The MJF workflow comprises five main stages: (1) slicing, (2) printing, (3) cooling, (4) unpacking, and (5) sandblasting. Slicing is the process of converting the 3D drawing into instructions that the printer understands. Printing is the actual process of depositing powder and forming the parts. Cooling refers to letting the printed parts cool down to maintain dimensional accuracy and surface finish, it occurs on the building unit which is the platform where the printed parts are constructed, which can be removed from the printer for further post-processing such as cooling and unpacking. Unpacking is the stage of extracting the printed parts from the powder in building units using a vacuum. Sandblasting refers to the Process of completely removing powder from printed parts.to achieve smooth and clean parts.

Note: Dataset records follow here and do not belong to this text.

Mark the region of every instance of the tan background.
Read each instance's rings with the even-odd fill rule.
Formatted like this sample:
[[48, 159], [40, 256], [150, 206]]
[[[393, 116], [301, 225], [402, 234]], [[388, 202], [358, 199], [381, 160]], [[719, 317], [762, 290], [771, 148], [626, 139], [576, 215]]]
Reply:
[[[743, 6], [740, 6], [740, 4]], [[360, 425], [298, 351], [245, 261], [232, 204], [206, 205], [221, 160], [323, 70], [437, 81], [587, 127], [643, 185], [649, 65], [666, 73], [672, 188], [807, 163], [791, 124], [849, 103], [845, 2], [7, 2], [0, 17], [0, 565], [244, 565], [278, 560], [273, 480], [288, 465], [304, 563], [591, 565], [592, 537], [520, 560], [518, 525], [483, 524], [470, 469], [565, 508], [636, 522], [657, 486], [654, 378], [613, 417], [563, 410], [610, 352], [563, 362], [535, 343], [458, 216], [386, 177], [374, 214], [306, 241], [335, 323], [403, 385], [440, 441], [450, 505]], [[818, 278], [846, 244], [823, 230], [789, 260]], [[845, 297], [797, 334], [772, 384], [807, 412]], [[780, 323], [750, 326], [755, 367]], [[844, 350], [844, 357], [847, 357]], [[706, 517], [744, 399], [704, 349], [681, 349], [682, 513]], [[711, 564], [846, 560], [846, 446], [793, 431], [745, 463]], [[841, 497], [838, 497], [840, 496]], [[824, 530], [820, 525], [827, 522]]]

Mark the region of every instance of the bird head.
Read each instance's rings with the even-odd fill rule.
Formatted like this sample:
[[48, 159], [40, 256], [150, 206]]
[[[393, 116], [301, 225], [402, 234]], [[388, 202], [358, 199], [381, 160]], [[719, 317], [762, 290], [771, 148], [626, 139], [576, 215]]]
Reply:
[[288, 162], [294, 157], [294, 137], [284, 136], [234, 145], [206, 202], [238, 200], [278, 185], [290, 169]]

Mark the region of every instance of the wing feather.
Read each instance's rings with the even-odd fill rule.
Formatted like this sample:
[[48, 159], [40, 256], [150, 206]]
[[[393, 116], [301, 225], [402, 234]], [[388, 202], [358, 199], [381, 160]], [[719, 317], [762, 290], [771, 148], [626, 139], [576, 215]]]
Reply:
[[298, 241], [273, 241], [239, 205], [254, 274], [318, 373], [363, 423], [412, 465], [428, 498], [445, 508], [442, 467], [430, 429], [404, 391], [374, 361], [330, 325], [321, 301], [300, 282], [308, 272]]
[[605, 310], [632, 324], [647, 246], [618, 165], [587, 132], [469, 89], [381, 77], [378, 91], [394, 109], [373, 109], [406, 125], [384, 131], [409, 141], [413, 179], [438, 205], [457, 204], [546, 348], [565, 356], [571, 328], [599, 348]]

This process is carried out by workers using a combination of airflow and sand. Other post-processing steps such as polishing and dying are possible but not included in this study. A digital model for production facilities was built to test the total production time of varying (a) parts, (b) workers, and (c) machines using Siemens Tecnomatix Plant Simulation [41] (Fig. 2). Among other simulation tools, this software was selected due to its advanced analysis and visualization capabilities, including bottleneck analysis, animation, and statistical analysis tools.

Fig. 2
figure 2

The 3D digital model of the production line built in Tecnomatix Plant Simulation

A test set of jobs was generated using historical data from a university additive manufacturing facility’s HP Multi-Jet Fusion 4200 machine and randomly ordered. A range of factors influences the duration of each job stage. For instance, during unpacking and sandblasting, factors such as part geometry, packing density (number of parts), build height, material type, desired surface finish, and operator efficiency play a pivotal role in determining processing time. In this study, the number of parts was used as the primary determinant of processing time assuming all the parts have the same geometry and complexity within the jobs and vary between jobs. To capture the variability in processing time for different parts’ geometry, we have measured the processing time and created random values for (unpacking between 2 and 6 min and for sandblasting 2–4 min per part). These values are obtained from the university’s facility( refer to the appendix to see the parts that have been used to compute the average time).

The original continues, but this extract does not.